Where did the English Sheffield family come from? What is the English Sheffield family crest and coat of arms? When did the Sheffield family first arrive in the United States? Where did the various branches of the family go? What is the Sheffield family history?

The name Sheffield is of Anglo-Saxon origin and came from when a family lived in the town of Sheffield in the West Riding of Yorkshire. The surname Sheffield is a habitation name which was originally derived from pre-existing names for towns, villages, parishes, or farmsteads. In this case the place-name Sheffield means open land by the river Sheaf, a boundary river dividing Yorkshire from Derbyshire.


Sound was what guided spelling in the essentially pre-literate Middle Ages, so one person's name was often recorded under several variations during a single lifetime. Also, before the advent of the printing press and the first dictionaries, the English language was not standardized. Therefore, spelling variations were common, even among the names of the most literate people. Known variations of the Sheffield family name include Sheffield, Shefield, Sheffeild, Shiffield and many more.

First found in Rutland where they held a family seat from early times and their first records appeared on the early census rolls taken by the early Kings of Britain to determine the rate of taxation of their subjects.


This web page shows only a small excerpt of our Sheffield research.
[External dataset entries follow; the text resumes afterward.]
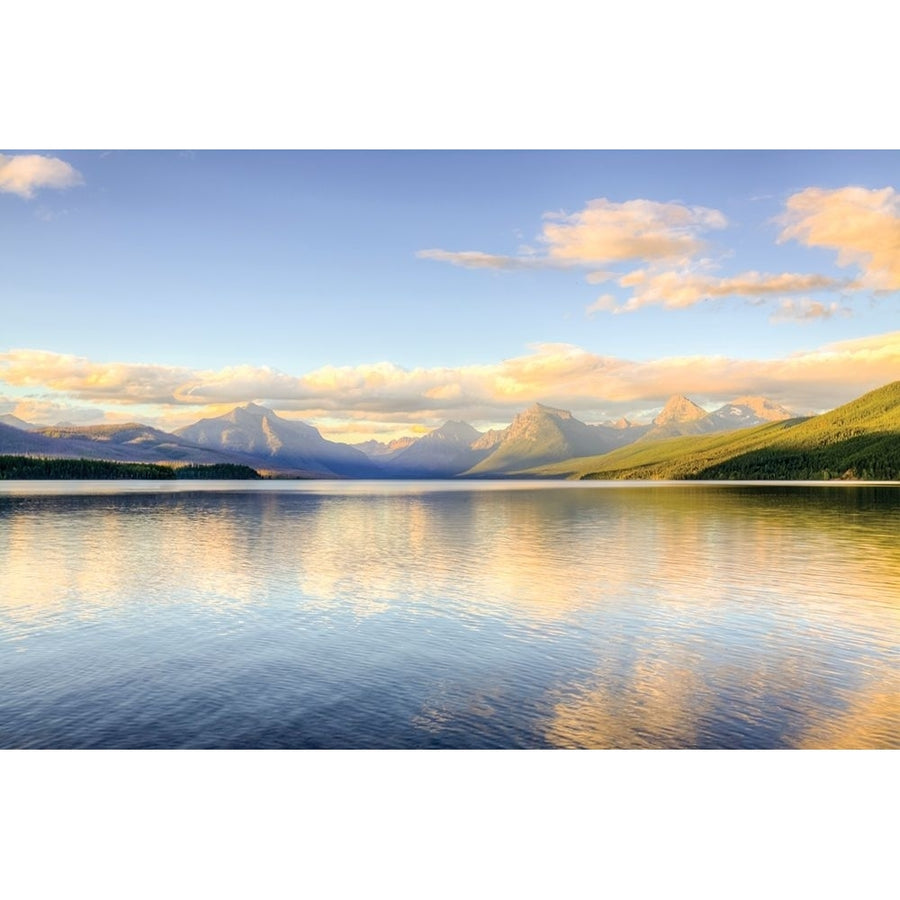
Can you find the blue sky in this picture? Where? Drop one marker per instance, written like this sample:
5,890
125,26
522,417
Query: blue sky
375,292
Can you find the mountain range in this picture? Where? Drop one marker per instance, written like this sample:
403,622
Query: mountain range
682,441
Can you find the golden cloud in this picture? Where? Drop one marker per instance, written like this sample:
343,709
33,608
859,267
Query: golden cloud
26,173
679,289
862,225
558,374
807,310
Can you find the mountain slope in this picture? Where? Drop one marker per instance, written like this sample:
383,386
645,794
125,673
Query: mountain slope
16,422
858,440
543,434
446,451
118,443
256,432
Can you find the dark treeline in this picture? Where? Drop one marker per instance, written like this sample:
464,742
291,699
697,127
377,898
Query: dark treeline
868,457
225,471
30,467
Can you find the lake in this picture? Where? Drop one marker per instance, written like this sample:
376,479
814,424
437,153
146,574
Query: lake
435,614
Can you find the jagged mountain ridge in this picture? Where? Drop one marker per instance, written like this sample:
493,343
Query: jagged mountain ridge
256,436
445,451
16,422
257,432
543,434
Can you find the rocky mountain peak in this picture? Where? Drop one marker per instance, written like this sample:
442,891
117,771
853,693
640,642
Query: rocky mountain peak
679,409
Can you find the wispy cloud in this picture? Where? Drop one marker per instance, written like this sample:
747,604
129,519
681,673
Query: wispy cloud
862,225
668,238
678,289
475,259
806,310
26,173
602,233
560,374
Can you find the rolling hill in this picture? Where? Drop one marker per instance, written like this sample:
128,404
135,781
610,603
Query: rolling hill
858,440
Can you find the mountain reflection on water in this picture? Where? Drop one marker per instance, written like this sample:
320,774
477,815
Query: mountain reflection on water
348,614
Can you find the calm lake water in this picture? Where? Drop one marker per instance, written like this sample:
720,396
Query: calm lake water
437,614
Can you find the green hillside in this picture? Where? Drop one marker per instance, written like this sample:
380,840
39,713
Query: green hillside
858,440
30,467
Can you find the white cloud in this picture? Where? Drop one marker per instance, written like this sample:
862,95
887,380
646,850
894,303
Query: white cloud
560,374
807,310
862,225
604,232
679,289
27,173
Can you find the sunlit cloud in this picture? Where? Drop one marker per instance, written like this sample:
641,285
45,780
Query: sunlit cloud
26,173
558,374
806,310
475,259
862,225
678,289
603,232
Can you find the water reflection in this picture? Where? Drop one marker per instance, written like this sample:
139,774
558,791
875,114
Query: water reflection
690,616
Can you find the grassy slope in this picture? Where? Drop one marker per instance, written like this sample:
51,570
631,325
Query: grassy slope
860,439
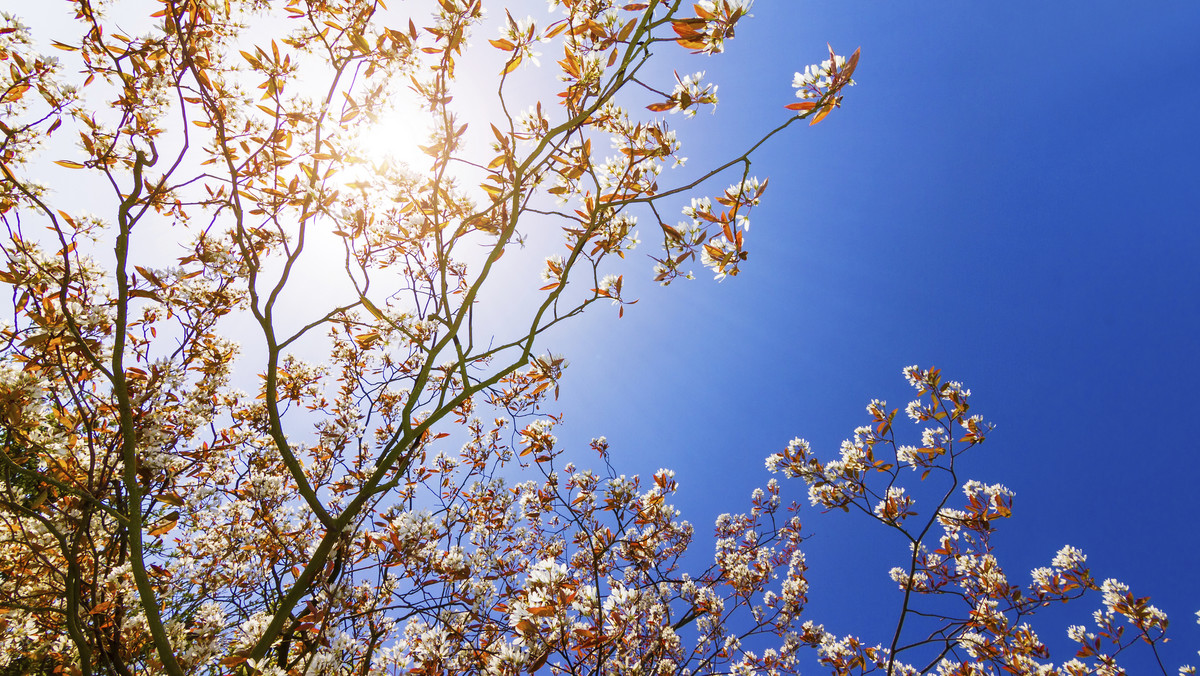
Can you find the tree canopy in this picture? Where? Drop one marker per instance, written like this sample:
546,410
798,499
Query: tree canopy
259,416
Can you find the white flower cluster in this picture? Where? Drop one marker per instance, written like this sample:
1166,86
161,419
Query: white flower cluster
816,78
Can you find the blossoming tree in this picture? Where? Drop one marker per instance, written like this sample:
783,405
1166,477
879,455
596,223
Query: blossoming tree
159,519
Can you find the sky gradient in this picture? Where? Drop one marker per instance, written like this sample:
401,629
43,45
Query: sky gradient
1008,193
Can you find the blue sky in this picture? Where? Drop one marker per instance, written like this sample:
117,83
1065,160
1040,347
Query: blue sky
1008,193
Another 189 words(14 lines of text) covering the years 1150, 1588, 1407, 1421, 1646, 1614, 1624, 1521, 1549, 1538, 1568, 1564, 1646, 1626, 1611, 1658, 1648, 1721, 1685, 1689, 1702 and 1705 are included under the topic Early Sheffield History in all our PDF Extended History products.


Another 191 words(14 lines of text) are included under the topic Early Sheffield Notables in all our PDF Extended History products.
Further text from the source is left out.